I envy the IA-64, with 128 general-purpose registers, or UltraSPARC with 32. A leaf function like these has available, without using the register rotation mechanisms, 9 scratch (caller-saved) registers on UltraSPARC (%g1, %g4, %g5, %o0-%o5), 9 on x86-64 (rax, rcx, rdx, rsi, rdi, r8-r11) and 27 on Itanium (r2, r3, r8-r11, r14-r31, plus the three input registers in0-in2 [r32-r34]). ARM has only 4 scratch registers, but there are 8 more callee-saved registers.

Intel & AMD: when are we going to get those extra 8 general-purpose registers available on 32-bit?

QString's explicit length makes a difference

While trying to learn how to use the new SSE4.2 string-comparison instruction, I could find no examples that used explicit length. Everything I found was using implicit length (that is, the length is not known a priori and a NUL marks the end). First of all, this makes a difference that two strings cannot be equal if they have different lengths, which means qMemEquals is called much less often than the public QString::operator== function. And even for ucstrncmp, we only need to compare the length of the smallest of the two strings (and if they are equal in that span, the shortest one is ordered first).

But there's apparently another big difference: when dealing with implicit lengths, one needs to check if the NUL was loaded in the 16-byte chunk loaded from memory and special-case that scenario. This is where I think that the new PCMPISTRI and PCMPISTRM instructions in SSE4.2 must shine, because they do the NUL-checking for you while comparing. I didn't see much improvement in the explicit versions of those instructions (PCMPESTRI and PCMPESTRM) compared to prior SSE code.
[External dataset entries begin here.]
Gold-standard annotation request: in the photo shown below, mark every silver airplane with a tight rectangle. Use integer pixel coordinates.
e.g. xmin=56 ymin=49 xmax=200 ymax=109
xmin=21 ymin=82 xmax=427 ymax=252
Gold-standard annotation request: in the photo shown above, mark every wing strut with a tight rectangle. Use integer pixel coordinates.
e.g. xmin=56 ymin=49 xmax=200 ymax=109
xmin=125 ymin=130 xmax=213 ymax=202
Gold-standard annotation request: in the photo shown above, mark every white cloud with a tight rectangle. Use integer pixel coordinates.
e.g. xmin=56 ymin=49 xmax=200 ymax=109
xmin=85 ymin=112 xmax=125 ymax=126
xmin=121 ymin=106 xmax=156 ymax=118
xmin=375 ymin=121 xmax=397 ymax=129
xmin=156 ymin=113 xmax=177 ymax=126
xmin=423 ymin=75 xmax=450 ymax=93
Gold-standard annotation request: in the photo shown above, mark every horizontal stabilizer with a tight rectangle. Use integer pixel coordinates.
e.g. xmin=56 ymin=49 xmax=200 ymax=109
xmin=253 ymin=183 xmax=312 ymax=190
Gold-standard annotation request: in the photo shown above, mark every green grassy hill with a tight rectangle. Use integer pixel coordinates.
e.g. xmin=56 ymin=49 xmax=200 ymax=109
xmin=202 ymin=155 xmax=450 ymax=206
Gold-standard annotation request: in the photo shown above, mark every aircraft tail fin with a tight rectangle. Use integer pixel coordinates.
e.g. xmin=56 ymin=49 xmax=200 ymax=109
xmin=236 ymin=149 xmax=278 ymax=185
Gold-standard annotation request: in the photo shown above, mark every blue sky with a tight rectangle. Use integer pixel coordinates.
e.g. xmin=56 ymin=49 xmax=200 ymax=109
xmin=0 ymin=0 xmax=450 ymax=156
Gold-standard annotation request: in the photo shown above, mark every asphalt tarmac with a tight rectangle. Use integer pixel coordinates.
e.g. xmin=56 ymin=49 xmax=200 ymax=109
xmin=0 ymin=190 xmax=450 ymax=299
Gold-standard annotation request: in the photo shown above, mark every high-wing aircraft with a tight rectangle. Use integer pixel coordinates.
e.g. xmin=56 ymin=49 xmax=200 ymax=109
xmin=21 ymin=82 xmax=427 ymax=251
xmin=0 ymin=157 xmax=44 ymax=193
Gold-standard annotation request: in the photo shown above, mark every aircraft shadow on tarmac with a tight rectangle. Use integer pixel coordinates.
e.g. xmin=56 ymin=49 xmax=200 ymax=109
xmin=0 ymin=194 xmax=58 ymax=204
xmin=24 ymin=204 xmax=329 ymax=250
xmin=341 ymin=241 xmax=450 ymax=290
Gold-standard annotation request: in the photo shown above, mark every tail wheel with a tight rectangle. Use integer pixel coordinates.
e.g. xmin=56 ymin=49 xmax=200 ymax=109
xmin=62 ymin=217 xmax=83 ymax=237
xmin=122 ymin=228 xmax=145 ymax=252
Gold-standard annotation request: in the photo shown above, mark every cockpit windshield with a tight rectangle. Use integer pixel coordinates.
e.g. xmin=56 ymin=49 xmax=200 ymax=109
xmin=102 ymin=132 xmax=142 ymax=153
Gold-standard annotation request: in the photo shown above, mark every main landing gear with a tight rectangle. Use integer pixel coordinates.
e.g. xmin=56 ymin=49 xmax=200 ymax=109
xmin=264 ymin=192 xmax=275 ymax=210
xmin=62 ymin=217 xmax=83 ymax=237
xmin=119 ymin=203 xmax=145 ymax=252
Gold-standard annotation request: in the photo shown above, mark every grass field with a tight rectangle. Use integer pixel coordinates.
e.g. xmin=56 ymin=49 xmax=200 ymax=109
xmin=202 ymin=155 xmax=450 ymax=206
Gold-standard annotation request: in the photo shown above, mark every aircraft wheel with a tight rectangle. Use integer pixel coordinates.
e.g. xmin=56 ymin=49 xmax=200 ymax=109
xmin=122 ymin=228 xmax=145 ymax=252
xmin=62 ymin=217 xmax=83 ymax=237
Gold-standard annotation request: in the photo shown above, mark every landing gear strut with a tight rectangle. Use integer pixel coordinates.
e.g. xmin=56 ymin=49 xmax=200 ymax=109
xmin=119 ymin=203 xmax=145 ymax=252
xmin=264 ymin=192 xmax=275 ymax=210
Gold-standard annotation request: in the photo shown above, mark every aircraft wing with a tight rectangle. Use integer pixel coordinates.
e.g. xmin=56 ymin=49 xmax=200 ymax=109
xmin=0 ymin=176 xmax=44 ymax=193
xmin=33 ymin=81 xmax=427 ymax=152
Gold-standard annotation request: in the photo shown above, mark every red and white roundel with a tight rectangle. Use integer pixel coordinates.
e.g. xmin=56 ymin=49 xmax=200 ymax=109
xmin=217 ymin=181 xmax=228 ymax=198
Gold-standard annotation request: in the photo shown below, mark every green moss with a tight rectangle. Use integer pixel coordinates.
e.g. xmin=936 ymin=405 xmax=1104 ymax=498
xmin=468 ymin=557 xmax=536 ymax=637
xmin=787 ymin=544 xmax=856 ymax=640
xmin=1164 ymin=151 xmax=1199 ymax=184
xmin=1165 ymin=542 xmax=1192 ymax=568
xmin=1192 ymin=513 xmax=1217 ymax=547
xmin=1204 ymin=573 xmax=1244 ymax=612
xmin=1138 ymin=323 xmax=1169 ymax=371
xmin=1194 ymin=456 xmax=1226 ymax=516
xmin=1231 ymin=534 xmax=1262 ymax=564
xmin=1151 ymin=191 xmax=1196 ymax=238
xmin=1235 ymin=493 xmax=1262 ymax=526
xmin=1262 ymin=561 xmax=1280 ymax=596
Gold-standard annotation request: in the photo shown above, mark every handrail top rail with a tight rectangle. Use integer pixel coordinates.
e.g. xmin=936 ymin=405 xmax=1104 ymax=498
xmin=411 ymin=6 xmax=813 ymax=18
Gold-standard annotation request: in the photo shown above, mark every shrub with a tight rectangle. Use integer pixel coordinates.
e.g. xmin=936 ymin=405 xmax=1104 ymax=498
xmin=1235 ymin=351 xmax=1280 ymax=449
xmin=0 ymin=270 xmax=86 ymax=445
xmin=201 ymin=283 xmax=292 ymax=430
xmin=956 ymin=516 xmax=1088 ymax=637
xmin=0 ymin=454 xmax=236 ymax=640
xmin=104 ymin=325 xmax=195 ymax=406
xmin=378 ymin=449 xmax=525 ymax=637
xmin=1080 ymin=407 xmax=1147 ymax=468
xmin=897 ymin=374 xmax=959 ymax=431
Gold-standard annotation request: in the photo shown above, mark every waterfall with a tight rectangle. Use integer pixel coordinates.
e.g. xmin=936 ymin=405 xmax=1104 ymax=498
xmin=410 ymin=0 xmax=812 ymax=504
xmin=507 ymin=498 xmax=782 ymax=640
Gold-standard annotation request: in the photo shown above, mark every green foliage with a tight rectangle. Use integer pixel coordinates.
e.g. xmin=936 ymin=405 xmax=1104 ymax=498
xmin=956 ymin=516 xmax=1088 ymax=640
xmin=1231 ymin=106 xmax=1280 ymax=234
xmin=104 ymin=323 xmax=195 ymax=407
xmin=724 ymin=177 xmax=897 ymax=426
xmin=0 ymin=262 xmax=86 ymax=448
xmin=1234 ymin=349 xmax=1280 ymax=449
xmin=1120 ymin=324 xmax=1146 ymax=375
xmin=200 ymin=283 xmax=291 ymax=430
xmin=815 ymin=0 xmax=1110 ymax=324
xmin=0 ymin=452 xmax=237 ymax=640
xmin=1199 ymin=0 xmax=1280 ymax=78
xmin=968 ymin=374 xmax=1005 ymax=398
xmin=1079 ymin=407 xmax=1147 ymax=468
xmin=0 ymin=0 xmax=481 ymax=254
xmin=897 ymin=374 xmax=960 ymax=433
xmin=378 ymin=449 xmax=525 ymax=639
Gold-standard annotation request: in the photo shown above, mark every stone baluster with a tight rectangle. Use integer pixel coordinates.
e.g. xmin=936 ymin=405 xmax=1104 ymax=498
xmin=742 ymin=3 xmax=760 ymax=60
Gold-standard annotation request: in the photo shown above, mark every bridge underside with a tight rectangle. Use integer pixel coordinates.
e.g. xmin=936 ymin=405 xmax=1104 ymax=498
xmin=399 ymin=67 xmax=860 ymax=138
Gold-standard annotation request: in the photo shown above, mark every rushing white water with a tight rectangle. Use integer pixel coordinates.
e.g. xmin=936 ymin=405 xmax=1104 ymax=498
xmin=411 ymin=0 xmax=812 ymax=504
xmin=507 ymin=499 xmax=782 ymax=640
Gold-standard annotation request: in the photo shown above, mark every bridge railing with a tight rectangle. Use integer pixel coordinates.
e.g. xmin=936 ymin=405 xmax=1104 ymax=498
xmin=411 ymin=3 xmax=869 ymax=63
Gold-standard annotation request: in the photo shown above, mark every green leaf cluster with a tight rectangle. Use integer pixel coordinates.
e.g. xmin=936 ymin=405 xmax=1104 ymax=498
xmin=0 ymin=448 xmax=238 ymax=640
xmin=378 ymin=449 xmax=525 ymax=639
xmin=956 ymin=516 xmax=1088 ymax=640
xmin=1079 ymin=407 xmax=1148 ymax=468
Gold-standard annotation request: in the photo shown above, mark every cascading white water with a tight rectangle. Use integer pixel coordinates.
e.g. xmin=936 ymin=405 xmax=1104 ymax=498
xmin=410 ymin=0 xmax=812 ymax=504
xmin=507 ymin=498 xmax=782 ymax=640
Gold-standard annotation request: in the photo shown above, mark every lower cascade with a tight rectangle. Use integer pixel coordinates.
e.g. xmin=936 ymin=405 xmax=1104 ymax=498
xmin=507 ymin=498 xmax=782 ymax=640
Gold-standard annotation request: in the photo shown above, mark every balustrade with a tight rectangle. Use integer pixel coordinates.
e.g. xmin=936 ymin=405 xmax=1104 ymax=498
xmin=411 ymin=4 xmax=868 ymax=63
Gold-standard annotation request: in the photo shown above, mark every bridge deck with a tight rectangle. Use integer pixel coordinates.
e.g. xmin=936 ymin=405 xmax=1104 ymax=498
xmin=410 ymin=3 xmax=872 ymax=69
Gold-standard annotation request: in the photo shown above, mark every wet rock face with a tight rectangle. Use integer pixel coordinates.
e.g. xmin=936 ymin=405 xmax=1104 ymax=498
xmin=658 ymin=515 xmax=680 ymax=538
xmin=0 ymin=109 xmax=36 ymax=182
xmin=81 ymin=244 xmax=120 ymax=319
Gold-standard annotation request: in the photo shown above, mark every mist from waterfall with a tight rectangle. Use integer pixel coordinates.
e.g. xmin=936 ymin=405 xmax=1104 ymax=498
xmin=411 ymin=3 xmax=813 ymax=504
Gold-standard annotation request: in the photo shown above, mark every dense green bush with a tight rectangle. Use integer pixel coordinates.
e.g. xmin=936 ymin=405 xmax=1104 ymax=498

And adding to the previous point: the explicit-length instructions take two extra registers as input, which adds to register pressure.

Need some more help

I think I spent enough time trying this out. Given the constraints (strings are short), every optimisation counts to a better result. And I don't have the knowledge and the tools to improve this further. So what would you, dear reader, suggest to improve the performance?